A Time of Testing


God called Lot out of Sodom before its destruction because he was the one righteous man in a very wicked city. (Genesis Ch. 19) But Lot and his family's lives were so bound up in that place, psychologically and materially, that extrication did not come without righteous payment, in the form of painful loss and humiliation. Many, if not most, believers today find themselves in the same position, enmeshed in a world gone over the edge.

The sky hasn't fallen, but the Bible says some will know when it's about to, and others won't (or won't want to know).

In Matthew Chapter 12, Jesus said:

39 But understand this: If the owner of the house had known at what hour the thief was coming, he would not have let his house be broken into.
40 You also must be ready, because the Son of Man will come at an hour when you do not expect him.
Earthquakes are notoriously unpredictable. In some cases, scientists have discovered — in hindsight — that clues to a quake were always there, and they were just looking in the wrong place. Regarding the last days, however, God's Word tells Christians where to look.

The Apostle Paul warned that, before the return of Christ, there would be a great "falling away," (2 Thessalonians 2:1-3, KJV) or apostasy*. Contrast these words with the many contemporary claims of "revival" and the church growth movement. Rather, the true Body of Christ is being called unto the Lord, and this is causing rifts everywhere.

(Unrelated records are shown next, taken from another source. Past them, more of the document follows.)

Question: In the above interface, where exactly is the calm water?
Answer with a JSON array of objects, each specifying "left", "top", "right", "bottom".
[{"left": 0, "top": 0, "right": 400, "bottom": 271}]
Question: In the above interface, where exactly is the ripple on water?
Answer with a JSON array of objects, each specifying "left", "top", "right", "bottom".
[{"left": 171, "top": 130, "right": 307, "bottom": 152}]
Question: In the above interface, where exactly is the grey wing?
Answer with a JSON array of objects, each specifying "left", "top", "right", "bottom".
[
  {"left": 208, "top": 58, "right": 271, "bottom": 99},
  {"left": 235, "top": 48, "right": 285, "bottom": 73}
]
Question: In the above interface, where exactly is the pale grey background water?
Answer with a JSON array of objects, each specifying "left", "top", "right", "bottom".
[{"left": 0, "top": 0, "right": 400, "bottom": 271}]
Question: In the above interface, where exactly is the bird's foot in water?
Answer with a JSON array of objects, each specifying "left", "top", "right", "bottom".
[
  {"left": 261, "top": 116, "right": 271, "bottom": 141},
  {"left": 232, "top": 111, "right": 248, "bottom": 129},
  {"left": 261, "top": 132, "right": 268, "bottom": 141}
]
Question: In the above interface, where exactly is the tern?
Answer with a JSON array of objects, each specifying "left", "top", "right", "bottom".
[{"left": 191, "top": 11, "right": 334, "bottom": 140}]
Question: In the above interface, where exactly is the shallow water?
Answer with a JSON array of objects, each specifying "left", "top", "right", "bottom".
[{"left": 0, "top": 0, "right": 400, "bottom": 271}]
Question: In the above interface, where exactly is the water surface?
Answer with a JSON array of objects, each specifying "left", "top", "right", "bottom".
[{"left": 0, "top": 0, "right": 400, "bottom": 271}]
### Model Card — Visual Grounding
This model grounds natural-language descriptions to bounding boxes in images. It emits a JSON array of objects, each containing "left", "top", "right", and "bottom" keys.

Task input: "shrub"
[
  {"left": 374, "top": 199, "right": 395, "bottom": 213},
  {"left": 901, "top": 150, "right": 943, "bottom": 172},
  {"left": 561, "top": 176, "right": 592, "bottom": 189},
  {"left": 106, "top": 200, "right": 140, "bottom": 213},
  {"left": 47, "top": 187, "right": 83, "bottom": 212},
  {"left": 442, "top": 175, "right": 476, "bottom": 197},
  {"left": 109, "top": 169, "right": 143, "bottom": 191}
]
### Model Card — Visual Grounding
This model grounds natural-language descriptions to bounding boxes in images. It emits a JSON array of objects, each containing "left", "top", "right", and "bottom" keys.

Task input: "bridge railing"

The spiritual struggles are visible at all levels, from the day-to-day lives of Christian men and women — lives assaulted, frustrated, and often compromised by sensuality, worldliness,and doctrinal dissolution — to the fomenting division between cultural, humanist Christians and the much smaller group of Bible-believing ones. Those rising tensions in Christian circles parallel the tensions of the world at large, where a very rich, oblivious, and spiritually bereft West finds itself in a desperate entanglement with a galvanized and motivated East.

We find ourselves in troubled times. Jesus said that, "in a time of testing," those of nominal faith will fall away (Luke 8:13) — the separating of the wheat and the tares.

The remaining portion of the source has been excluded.